The clients served by People's are part of about 17,000 chronically ill residents that the state wants to serve through federally qualified health centers, such as People's, as well as rural health clinics, and hospital-affiliate primary care clinics.

State officials say the health care home project is feasible because the federal government underwrites 90 percent of the Medicaid cost to run it. Normally, the federal government picks up 64 percent of Missouri's Medicaid cost, with the state covering the remaining 36 percent.

Orson notes that individuals in the program at Hopewell have both a serious mental illness, such as bipolar disorder, schizophrenia or serious depression, along with a chronic medical condition, which might range from diabetes, to high blood pressure to heart disease.

Treating the whole person

Typical of the basic care is that provided recently to Marie H. Smith, an elderly woman who dropped by Hopewell for metabolic screening that's crucial to keeping people out of emergency rooms. Providing the screening was Maile Jarrette, a nurse care manager who moved to St. Louis a few years ago after graduating from UCLA. Her office on an upper floor of the Hopewell building is airy and brightened by lots of sunshine from windows looking down into South Grand and the St. Louis University Medical School complex.

Smith's screening session involved a few quick procedures, including a tiny pin prick on a finger to draw blood. The procedures help Jarrette make an early detection of diabetes, increased cholesterol and elevated blood pressure. In a matter of minutes, Jarrette read the results and explained them to Smith, who was soon on her way.

Orson says the program marks an innovation in health-care delivery, providing patients with nurse care managers,  such as Jarrette, who not only help monitor a patient's medical condition, but help coordinate the patient's services with hospitals and primary-care providers.

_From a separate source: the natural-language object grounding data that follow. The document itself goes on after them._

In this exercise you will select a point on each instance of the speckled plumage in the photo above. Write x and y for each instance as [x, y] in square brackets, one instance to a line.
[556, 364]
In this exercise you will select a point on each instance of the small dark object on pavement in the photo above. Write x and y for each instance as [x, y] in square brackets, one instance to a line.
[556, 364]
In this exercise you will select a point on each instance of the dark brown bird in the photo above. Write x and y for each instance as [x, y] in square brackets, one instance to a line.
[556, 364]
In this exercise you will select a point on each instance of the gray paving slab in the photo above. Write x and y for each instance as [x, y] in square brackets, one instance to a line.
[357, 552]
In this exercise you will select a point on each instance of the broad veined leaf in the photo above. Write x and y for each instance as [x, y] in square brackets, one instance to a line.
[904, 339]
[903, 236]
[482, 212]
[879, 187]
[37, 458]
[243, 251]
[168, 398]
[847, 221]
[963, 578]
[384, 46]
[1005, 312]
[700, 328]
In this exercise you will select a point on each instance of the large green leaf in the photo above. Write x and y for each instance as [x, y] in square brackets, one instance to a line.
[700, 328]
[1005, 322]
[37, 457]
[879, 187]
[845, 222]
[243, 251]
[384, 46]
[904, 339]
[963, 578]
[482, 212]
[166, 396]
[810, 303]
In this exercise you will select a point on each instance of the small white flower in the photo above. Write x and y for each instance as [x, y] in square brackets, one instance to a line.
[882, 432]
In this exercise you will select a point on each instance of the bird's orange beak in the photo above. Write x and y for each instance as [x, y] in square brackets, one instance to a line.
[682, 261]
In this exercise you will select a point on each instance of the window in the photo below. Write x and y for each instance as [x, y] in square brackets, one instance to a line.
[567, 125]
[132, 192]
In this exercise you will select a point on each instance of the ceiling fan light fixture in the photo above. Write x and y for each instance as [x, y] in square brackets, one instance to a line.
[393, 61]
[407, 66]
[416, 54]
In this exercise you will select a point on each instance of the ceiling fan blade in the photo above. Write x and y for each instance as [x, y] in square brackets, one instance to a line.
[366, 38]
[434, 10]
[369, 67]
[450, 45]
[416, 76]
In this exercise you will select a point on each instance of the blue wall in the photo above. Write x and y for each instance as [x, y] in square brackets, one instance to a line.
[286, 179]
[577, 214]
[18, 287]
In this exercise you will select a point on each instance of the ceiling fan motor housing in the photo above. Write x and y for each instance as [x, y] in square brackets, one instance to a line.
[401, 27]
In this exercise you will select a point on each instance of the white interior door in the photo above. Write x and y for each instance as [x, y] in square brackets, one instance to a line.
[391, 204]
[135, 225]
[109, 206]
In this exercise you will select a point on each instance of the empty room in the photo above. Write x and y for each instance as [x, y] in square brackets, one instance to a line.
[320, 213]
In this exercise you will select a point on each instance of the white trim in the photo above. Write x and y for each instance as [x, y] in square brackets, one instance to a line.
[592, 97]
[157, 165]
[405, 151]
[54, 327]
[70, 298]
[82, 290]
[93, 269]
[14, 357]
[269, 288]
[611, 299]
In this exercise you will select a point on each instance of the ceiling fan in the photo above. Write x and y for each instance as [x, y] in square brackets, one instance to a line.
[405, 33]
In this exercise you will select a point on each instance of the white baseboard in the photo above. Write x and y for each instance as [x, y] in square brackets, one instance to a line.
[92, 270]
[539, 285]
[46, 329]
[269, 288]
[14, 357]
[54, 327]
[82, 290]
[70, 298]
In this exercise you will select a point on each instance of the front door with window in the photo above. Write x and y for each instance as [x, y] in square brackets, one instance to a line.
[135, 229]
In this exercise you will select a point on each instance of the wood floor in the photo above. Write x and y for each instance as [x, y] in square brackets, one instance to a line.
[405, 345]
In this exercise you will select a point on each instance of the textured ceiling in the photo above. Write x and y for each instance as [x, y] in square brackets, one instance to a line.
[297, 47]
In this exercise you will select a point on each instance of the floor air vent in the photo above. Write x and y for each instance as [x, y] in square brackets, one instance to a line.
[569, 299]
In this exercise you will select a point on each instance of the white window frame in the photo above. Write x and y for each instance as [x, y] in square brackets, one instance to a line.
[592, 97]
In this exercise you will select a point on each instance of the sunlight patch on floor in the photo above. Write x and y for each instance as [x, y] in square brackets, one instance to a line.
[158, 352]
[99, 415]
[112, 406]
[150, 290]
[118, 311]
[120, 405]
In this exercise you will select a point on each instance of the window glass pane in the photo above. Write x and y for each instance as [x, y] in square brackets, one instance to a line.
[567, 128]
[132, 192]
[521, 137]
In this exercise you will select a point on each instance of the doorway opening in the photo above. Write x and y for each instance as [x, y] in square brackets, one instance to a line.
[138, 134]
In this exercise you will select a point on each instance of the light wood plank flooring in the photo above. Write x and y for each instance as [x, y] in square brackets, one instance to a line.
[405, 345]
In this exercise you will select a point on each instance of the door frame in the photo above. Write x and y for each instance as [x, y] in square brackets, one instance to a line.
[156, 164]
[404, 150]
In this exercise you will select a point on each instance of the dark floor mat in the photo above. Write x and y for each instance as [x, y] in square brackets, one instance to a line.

Beyond nurse care managers are Hopewell internists who review each case and might provide "doctor to doctor communication" to coordinate the care, Orson says.

"We want to make sure the left hand knows what the right hand is doing."

Beyond Jarrette are home visitors or community support workers who make sure the clients are taking their medications, and that their food, shelter and other needs are being met.

"The idea is to create a climate so that people don't have to go to the emergency room and they don't have to go to nursing homes," Orson says.

"We just really try to enhance the quality of their lives. A lot of times behavioral health is masking physical needs. We want to treat the whole person."